VasoMetrics: An ImageJ/Fiji macro to measure blood vessel diameter

With imaging being the core approach in our lab, we spend a lot of time deciding how to extract data from pictures. A task as simple as measuring the width of a blood vessel, can actually be quite challenging to do consistently. Blood vessel diameter is the major determinant of blood flow resistance (think pinching a garden hose), and therefore even small difference in vessel diameter can lead to significant changes in blood flow. Blood vessel diameter measurements are important to get right.

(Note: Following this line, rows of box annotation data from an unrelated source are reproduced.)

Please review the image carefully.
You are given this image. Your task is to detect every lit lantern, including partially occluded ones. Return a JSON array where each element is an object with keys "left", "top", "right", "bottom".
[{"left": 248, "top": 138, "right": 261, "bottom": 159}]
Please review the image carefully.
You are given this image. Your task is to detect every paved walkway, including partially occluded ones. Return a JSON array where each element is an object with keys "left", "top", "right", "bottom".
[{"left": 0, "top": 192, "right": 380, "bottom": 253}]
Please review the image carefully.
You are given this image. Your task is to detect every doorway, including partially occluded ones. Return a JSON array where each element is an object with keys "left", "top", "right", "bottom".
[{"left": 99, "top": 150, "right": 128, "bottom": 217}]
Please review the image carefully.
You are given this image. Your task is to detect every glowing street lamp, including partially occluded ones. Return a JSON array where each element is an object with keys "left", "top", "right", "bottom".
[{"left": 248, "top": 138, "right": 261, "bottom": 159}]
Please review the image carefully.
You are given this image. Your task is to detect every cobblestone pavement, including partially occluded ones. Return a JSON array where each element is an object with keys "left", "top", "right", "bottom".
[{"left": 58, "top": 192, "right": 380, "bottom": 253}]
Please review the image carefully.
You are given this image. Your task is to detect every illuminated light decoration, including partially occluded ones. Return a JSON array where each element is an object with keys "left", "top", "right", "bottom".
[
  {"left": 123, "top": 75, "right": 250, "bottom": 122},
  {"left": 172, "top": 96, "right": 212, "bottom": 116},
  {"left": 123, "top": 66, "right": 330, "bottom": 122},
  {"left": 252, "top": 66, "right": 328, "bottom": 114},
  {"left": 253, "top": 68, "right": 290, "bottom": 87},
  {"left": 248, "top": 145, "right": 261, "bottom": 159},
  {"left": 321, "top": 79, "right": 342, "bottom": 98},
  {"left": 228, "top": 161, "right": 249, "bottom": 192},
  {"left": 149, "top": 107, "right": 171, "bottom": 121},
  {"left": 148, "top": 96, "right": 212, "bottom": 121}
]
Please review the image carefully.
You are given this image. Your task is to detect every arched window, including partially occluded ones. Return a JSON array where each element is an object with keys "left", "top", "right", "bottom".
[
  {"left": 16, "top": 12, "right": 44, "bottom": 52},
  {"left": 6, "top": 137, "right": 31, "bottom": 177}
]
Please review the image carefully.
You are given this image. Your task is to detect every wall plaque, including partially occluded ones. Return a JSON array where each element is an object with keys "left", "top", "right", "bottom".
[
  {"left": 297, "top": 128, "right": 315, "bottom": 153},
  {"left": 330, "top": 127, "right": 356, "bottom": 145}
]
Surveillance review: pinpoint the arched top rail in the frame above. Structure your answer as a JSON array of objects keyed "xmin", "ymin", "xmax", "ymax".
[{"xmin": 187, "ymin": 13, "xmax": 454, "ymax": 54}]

So … why not just draw a line from one side of the blood vessel to the other, and measure how long the line is? Well, we asked 8 members from our lab to do just this, and the variability in outcome was substantial. People had different opinions of where the edge of the blood vessel was actually located. Also, there was no consistency for where the measurement was taken along a length of vessel.

Konnor McDowell came to our lab for a couple summers and found a solution. He developed a simple algorithm to measure vessel diameters across a multitude of regions along a vessel. It provided more consistent outcomes, less biased measurement, and far richer datasets on spatiotemporal dynamics of blood vessels in vivo. The algorithm was developed as a macro in ImageJ/Fiji, which is already widely adoption in the imaging community.

The result was an easy-to-use resource for researchers seeking to measure blood vessel diameter in imaging data. While we tested the software on two-photon imaging data from mice, we found that it also worked for clinical retina imaging data.

This work will be published in Quantitive Imaging in Medicine and Surgery, along with details of code download from Github.

Konnor is now an MD/PhD student at the Medical University of South Carolina.